Home Des sportsMitchell Starc exhorte la CPI à prendre des mesures contre Snicko alors que la confiance dans le système diminue | Cendres 2025-26

Mitchell Starc exhorte la CPI à prendre des mesures contre Snicko alors que la confiance dans le système diminue | Cendres 2025-26

by Camille Renault

Adélaïde, 22 décembre 2025 – La fiabilité du système d’arbitrage vidéo (DRS) est remise en question lors des Ashes, après plusieurs décisions controversées qui ont frustré les joueurs des deux équipes et soulevé des doutes sur l’équité de la compétition. Le lanceur australien Mitchell Starc appelle l’ICC à intervenir et à standardiser les technologies utilisées.

  • Mitchell Starc réclame une intervention de l’ICC pour financer un ensemble standard de technologies d’arbitrage.
  • L’équipe d’Angleterre a officiellement protesté après une erreur de Snicko qui a conduit à l’élimination d’Alex Carey.
  • Le coût des technologies d’arbitrage, et le choix de celles utilisées, dépendent des diffuseurs et des accords commerciaux.

La controverse a éclaté lors du test d’Adélaïde, où une décision litigieuse impliquant Alex Carey, attribuée à un mauvais calibrage du système Snicko, a particulièrement irrité l’équipe anglaise.
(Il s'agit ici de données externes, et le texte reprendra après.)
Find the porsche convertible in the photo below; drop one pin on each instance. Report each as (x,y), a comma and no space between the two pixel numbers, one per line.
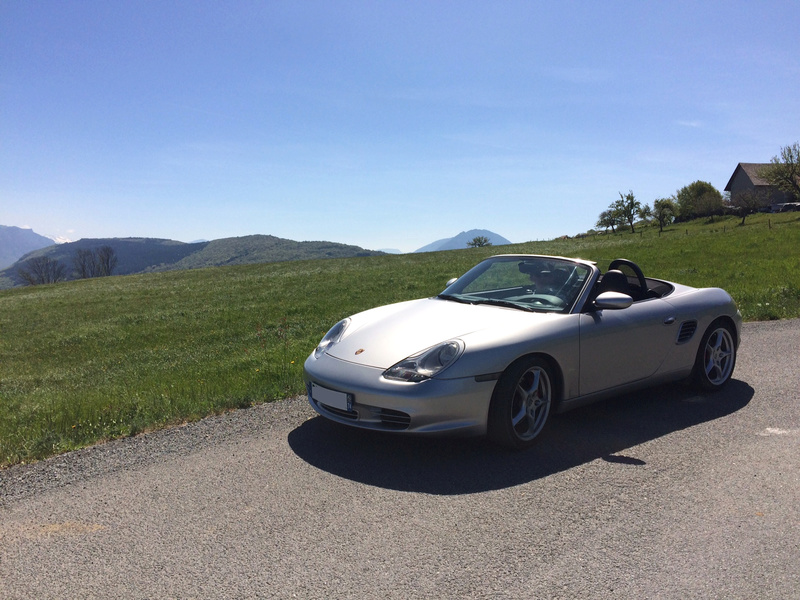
(515,339)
L’entraîneur Brendon McCullum a d’ailleurs déposé une plainte formelle suite à cet incident.

Les contestations se sont poursuivies le lendemain, avec deux autres décisions contestables concernant Jamie Smith, alimentant le mécontentement général. Mitchell Starc, visiblement exaspéré, a même été entendu demandant au micro de souche que Snicko soit « limogé ».
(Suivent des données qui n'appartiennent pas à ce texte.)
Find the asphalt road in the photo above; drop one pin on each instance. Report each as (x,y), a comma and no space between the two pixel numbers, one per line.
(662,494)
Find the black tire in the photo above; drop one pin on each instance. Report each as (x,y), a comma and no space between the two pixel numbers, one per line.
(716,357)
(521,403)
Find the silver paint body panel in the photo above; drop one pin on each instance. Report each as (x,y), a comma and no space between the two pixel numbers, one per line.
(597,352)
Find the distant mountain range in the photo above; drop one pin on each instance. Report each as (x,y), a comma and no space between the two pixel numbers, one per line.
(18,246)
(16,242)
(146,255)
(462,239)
Après le match, le lanceur gauche a exprimé sa compréhension face à la frustration des supporters, des officiels et des diffuseurs.

« Les officiels l’utilisent, n’est-ce pas, alors pourquoi la CPI (ICC) ne paie-t-elle pas pour cela ? »
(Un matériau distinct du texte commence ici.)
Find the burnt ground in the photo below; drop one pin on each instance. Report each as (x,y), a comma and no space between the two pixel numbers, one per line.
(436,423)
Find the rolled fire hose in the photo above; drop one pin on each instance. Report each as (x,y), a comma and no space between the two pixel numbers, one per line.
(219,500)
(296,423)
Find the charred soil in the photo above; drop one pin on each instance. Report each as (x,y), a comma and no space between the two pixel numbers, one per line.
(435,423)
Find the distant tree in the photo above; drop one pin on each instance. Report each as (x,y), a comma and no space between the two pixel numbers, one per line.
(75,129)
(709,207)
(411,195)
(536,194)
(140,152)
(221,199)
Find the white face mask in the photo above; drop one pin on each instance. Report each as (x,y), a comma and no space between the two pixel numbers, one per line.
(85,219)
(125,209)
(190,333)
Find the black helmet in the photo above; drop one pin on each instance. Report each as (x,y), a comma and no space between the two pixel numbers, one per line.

Mitchell Starc, lanceur australien

Il a également souligné l’incohérence actuelle :

« Et pourquoi n’y en a-t-il pas une pour tous ? Pourquoi n’utilisons-nous pas la même technologie dans toutes les différentes séries ? Cela va peut-être créer moins de confusion ou moins de frustration. »

Mitchell Starc, lanceur australien

Le système de révision des décisions (DRS), utilisé par les arbitres, est actuellement déterminé par des considérations financières et la disponibilité des fournisseurs de technologie, ainsi que par les préférences des diffuseurs hôtes qui assument les coûts. Deux principaux fournisseurs se disputent le marché de la détection de contours audio : BBG et Hawk-Eye (avec UltraEdge). BBG fournit la technologie utilisée pour la série Ashes actuelle et a présenté ses excuses suite à l’erreur ayant conduit à la décision concernant Carey.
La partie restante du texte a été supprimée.